Growing up, I was always ashamed of being a girl. I was ashamed to shave my legs and pluck my eyebrows and talk about cute boys. I never wanted to wear sparkly clothes or say like or giggle. There was no Limited Too in my life.
I was ashamed of being a girl because, in the same way that singing in the shower was uncool and mayonnaise was uncool, being a girl was uncool. My two older brothers and the kids on the bus and my friends at camp sneered at the color pink and boy bands.
In order to please the world, I was strictly unfeminine. I asked for the boys toy in my happy meal and never did my hair. My favorite color was green and I claimed allegiance with Sporty Spice and Avril Lavigne. I lived my life as a tomboy.
A lot of this has carried over into my adult life. I don’t wear heels and I’ve never worn a low-cut blouse. I still haven’t experienced a peel-off face mask. The color pink continues to make me uneasy and I have never owned foundation until today.
Today I walked up to the makeup counter at Boots to buy some nail polish. When the makeup counter assistant, Nena, asked me if I needed some help, I decided to say yes. I told her that I wanted to buy foundation.
One of my favorite things about being a consumer is that it allows me to become a pupil. I love asking shop owners and store clerks to teach me how to use plant food and how I should use vegan cheese and where these trousers should sit on my hips. I love to pretend that I have no idea what something is so that they explain everything to me from the beginning, carefully and with pride.
Nena explained to me that foundation was supposed to even out my complexion. She told me that not all foundations were sticky and that it is hygienic to apply foundation with a brush. She told me that she would take a picture of my skin and that we would find the perfect shade for me.
The next twenty-five minutes were meditative. Each shade that Nena tried was close, but not close enough. She went through tint after tint and finish after finish of light and perfectly cool foundations, which she would brush onto my face with a foundation brush. I was a canvas. I knew that Nena would eventually find the foundation for me, but in the meantime I relaxed as she gently caressed my face with different shades of tan.

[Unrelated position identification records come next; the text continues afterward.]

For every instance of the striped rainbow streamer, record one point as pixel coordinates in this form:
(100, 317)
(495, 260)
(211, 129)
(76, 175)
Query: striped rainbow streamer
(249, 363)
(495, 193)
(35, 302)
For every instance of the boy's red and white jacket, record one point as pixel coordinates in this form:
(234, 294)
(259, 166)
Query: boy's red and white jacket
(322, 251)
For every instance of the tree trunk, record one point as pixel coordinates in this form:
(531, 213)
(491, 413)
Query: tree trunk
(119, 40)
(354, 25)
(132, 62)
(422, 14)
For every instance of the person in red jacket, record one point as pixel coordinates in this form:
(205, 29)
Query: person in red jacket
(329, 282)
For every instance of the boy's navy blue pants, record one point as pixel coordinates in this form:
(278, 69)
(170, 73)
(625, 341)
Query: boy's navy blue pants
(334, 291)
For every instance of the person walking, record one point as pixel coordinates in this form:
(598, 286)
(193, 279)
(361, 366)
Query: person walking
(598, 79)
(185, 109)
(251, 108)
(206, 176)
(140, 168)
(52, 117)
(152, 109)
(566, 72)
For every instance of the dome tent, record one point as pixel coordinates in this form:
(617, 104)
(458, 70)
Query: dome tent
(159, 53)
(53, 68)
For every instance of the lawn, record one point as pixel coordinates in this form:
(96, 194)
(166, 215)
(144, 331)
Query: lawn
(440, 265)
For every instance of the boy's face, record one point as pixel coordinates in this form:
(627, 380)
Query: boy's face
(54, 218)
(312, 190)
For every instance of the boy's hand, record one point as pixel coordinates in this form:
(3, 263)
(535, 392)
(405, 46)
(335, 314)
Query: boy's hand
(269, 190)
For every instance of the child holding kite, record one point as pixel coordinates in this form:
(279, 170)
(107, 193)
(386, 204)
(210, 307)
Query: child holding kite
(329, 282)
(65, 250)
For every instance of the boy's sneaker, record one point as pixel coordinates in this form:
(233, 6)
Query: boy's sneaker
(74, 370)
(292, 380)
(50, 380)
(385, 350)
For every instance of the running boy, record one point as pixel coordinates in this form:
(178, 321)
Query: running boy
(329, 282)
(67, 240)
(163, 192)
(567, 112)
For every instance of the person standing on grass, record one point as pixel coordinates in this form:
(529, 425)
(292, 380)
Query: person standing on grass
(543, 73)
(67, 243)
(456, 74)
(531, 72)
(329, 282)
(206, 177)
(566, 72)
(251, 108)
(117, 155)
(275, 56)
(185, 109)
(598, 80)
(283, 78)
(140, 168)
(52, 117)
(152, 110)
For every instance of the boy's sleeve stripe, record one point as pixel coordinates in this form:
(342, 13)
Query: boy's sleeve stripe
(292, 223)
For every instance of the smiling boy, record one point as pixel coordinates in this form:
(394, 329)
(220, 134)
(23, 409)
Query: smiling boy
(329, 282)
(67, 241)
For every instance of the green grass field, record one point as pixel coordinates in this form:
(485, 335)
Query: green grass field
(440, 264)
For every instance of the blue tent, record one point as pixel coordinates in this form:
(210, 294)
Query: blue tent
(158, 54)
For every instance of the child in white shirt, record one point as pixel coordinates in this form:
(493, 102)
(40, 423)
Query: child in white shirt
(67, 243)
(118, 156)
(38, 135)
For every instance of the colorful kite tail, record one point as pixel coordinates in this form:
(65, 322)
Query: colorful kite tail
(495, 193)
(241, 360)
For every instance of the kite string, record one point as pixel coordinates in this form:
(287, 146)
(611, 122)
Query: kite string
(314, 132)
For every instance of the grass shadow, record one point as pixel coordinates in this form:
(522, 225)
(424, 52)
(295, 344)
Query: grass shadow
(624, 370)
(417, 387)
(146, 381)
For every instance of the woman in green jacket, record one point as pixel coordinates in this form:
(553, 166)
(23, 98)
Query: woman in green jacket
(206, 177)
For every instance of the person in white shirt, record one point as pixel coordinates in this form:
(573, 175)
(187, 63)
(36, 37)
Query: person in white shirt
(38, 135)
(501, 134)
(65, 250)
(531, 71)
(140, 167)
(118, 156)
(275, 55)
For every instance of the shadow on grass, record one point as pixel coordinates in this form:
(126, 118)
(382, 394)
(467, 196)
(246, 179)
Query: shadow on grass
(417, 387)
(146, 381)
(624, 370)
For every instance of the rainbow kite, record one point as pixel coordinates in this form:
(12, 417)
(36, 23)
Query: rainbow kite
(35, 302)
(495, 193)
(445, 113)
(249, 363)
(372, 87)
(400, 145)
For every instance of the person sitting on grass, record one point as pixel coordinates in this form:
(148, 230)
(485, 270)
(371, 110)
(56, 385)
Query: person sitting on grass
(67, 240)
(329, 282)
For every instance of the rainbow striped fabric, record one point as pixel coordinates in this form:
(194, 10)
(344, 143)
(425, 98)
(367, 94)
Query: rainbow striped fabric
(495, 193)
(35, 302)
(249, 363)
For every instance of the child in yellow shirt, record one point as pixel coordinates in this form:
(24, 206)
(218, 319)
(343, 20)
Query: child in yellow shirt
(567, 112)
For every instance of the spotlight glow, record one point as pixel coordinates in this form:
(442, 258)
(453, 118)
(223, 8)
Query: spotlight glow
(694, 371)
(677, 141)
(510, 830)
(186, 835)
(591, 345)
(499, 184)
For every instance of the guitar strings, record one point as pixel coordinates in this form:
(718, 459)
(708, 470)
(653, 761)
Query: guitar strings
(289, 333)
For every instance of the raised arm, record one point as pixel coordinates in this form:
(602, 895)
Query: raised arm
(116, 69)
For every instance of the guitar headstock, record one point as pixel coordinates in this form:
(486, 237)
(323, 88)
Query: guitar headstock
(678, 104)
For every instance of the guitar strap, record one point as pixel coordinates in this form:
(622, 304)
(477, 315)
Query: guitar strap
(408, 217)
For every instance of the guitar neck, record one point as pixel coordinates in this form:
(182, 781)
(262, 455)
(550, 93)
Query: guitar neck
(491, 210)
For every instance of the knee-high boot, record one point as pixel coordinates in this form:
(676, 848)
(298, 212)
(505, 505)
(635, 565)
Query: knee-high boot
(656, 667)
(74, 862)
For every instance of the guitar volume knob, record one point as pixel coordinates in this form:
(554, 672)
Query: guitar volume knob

These days, it’s normal to be an unfeminine female. Wearing sneakers instead of heels is expected and combing your hair is optional. Because of this, it seems like I’m not feminine because I choose not to be — it seems like I’ve always been a tomboy because it’s who I am. But this is not true. I’ve always been a tomboy because I am afraid of being feminine. I’ve always been a tomboy because I am afraid of being judged.
Being feminine takes guts. It takes standing up for feeling good about yourself and experimenting with your physical appearance. It takes making time for yourself. But above all, it takes being confident with your choices when half of the world ridicules your interests.
I’ve never had the guts to be feminine — to enjoy the relaxing discoveries that happen at the seat of a makeup counter. To enjoy the way a beautiful blouse accentuates my body. To enjoy the clicking sound that heels make when you walk across a smooth, tiled floor.
I’ve never had the guts to be feminine, but I’m ready now.